Quem inventou a lâmpada?

A lâmpada incandescente foi uma invenção verdadeiramente revolucionária. É graças a ela (e aos seus “descendentes”) que hoje podemos ler, mexer e fazer o que quisermos mesmo quando o sol já se foi, sem ter que recorrer a velas ou lamparinas (que também correm o risco de colocar o sala de queima). E como muitas das invenções mais importantes, a lâmpada também foi uma ideia “filha” de vários pais.

O primeiro pai foi o inventor britânico. Sr. Joseph Wilson Swan que o patenteou em 1878. Era sua casa em Gateshead, Grã-Bretanha, a primeira casa do mundo iluminada com lâmpadas elétricas. Três anos depois, em 1881 o teatro savoy na cidade de Westminster (Londres) foi o primeiro prédio público a usar lâmpadas incandescentes.

A lâmpada inventada por Swan consistia em um filamento de carbono espesso que, aquecimento, luz emitida e gás. No entanto, essa ideia tinha falhas: o interior da lâmpada rapidamente ficou coberto de fuligem emitido pelo filamento incandescente e, portanto, enegrecido. Além disso, este tipo de lâmpada consumiu muita eletricidade.

SCRIPT DOS INVENTORES

Para melhorar a lâmpada, ele pensou, no ano seguinte, Americano Thomas Edison, que em 21 de outubro de 1879 patenteou uma lâmpada com filamento fino com alta resistência elétrica. Ao contrário do modelo Swan, a lâmpada Edison não escureceu muito o interior da lâmpada e, portanto, manteve um brilho constante. Swan, com base nas modificações de Edison, melhorou ainda mais a lâmpada e começou a vender a sua própria na Inglaterra.

Assim, entre os dois inventores, surgiu uma disputa sobre a autoria da invenção. A disputa terminou anos depois com a criação da empresa Edison-Swan, que se tornou uma das maiores fabricantes de lâmpadas do mundo. Em 1910, o físico americano William David Coolidge substituiu o filamento de carbono por um de tungstênio imerso em um gás, percebendo desta forma uma lâmpada que durou muito mais tempo. Este tipo de lâmpada, com muito poucas variações, sobreviveu até hoje.

POR QUE A LÂMPADA ACENDE?

Quando o filamento de tungstênio de uma lâmpada é cruzada pelo corrente elétrica, um número de elétrons atinge um nível de energia acima do normal. Quando esta energia se transforma, porque os elétrons voltam ao seu nível de energia normal, cria partículas brilhantes chamadas fótons, ou seja, luz.

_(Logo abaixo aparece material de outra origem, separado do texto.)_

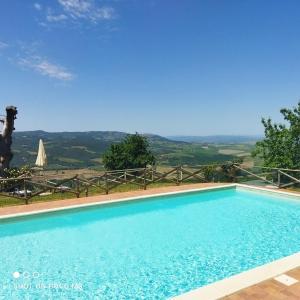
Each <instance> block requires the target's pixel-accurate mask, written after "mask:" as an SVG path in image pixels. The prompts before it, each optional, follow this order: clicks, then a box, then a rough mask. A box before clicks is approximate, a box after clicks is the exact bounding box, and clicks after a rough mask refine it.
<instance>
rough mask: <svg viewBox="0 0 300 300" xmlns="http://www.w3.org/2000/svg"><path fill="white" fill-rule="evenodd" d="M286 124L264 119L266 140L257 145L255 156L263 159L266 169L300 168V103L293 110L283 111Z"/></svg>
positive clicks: (269, 118) (258, 142) (283, 113)
mask: <svg viewBox="0 0 300 300" xmlns="http://www.w3.org/2000/svg"><path fill="white" fill-rule="evenodd" d="M280 112H281V114H282V115H283V117H284V120H285V121H286V122H287V125H285V124H276V123H272V120H271V119H270V118H269V119H262V124H263V125H264V127H265V138H264V140H262V141H259V142H257V143H256V148H255V150H254V152H253V155H254V156H258V157H261V158H262V159H263V164H264V166H266V167H273V168H274V167H277V168H290V169H296V168H300V102H299V103H298V106H297V107H295V108H293V109H286V108H284V109H281V110H280Z"/></svg>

Infelizmente, esse processo é muito ineficiente, na verdade, em uma lâmpada incandescente, apenas 10 por cento da energia que você recebe torna-se luz visível. Os 90 por cento restantes tornam-se luz infravermelha (que os olhos humanos não podem ver) e calor (que, por outro lado, podemos sentir: basta levar a mão a uma lamparina acesa!).

BULBOS CURIOSOS

Em 1879, muitos ficaram intrigados com as várias maneiras de melhorar a lâmpada. O inventor de Torino de Piossasco Alessandro cruto, por exemplo, ele conseguiu fazer um filamento de carbono para lâmpadas incandescentes que durou 500 horas contra as 40 horas do filamento das lâmpadas Edison.

Infelizmente, o dinheiro geralmente afeta mais do que ideias e não tem credores, pobre Crutus não poderia patente sua invenção e memória foram perdidas.

TRÊS CURIOSIDADES BRILHANTES

– Para um filamento de tungstênio emitir luz visível deve atingir uma temperatura muito alta: cerca de 2.200 graus Celsius !

– O filamento de uma lâmpada normal é incrivelmente longo: cerca de dois metros. E é tão fino que para que tudo caiba dentro de uma lâmpada, tem que ser embrulhado em uma. bobina dupla.

– Lâmpadas modernas Eles não são embalados a vácuo e eles não contêm ar, mas um gás inerte. O gás inerte é um tipo de gás que não apresenta reações químicas indesejadas. Gás inerte (geralmente um gás chamado argônio), serve para evitar o filamento de tungstênio, evaporar devido à temperatura muito alta o suficiente, ele queima rapidamente fazendo com que a lâmpada queime.

BULBOS DE LUZ MODERNOS

A União Europeia tem proibiu gradativamente a venda de lâmpadas incandescentes, porque consomem muita energia. Em vez de lâmpadas normais, hoje você pode usar lâmpadas halógenas (uma variante das incandescentes, com Maior eficiência e maior duração), o Lâmpadas fluorescentes e led de baixo consumo.. Os dois últimos tipos de lâmpadas, com a mesma luz emitida, consomem até 80 por cento menos energia.